A bicyclist is finishing his repair of a flat tire when a friend rides by with a constant speed of 3.5m/s. Two seconds later the bicylicts hops on his bike and accelerates at 2.4m/s^2 until he catches his friend.
(a) How much time does it take until he catches his friend?
(b) How far has he traveled in this time?
(c) What is his speed when he catches up?

 Capuchin Posts: 5,319, Reputation: 3601 Uber Member #2 Feb 7, 2007, 12:10 AM
This should be fairly easy using suvat equations.

In a) you need an equation for s for both cyclists, equal them to each other, and solve for t.

For the other parts you are simply doing the same, making different equations for each cyclist, making them equal and solving for the number you are looking for.

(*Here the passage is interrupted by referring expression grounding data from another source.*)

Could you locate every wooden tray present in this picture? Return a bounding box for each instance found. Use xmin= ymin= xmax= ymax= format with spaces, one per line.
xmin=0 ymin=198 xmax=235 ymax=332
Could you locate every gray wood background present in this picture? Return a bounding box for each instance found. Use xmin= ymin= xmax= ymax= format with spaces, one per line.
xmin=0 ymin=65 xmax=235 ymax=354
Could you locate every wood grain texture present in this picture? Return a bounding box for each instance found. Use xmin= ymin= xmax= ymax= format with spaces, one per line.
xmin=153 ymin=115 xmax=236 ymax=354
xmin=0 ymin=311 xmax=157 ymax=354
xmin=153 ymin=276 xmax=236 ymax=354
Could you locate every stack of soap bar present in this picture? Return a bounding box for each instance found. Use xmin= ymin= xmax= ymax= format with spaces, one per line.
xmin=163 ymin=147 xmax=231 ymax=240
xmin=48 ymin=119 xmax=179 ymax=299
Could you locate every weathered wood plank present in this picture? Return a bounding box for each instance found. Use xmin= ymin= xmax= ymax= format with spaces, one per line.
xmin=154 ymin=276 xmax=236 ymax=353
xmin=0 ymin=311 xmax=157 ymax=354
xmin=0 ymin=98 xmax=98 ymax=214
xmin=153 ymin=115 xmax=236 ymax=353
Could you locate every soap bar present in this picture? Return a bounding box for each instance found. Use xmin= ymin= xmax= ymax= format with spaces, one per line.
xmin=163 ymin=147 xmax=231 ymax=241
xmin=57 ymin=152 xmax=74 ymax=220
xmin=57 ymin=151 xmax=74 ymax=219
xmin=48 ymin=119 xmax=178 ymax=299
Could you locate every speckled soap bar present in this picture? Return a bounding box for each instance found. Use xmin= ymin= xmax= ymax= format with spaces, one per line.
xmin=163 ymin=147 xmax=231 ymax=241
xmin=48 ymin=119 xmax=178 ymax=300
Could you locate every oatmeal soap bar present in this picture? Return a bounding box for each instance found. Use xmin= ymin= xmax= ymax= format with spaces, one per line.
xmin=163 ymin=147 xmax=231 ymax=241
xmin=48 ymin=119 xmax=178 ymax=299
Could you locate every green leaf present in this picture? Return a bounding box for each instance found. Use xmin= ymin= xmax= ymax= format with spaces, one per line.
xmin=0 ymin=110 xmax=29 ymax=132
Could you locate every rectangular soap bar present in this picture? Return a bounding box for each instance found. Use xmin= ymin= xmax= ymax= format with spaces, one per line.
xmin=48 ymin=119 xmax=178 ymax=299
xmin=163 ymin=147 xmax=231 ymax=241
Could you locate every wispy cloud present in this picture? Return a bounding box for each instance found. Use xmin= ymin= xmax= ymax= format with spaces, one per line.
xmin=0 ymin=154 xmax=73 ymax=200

Let me know if you need me to go deeper than that.
 Sduduzo Posts: 2, Reputation: 10 Junior Member #3 Feb 9, 2012, 05:07 AM
If sound travels at a constant speed of 343m/s in air, how much time (in seconds) does it take for the sound of thunder to travel 1609 m?
 Sduduzo Posts: 2, Reputation: 10 Junior Member #4 Feb 9, 2012, 05:18 AM
(a)
accelaration=change in velocity/change in time
2.4 m.s-2=3.5/change in time
change in time=1.458s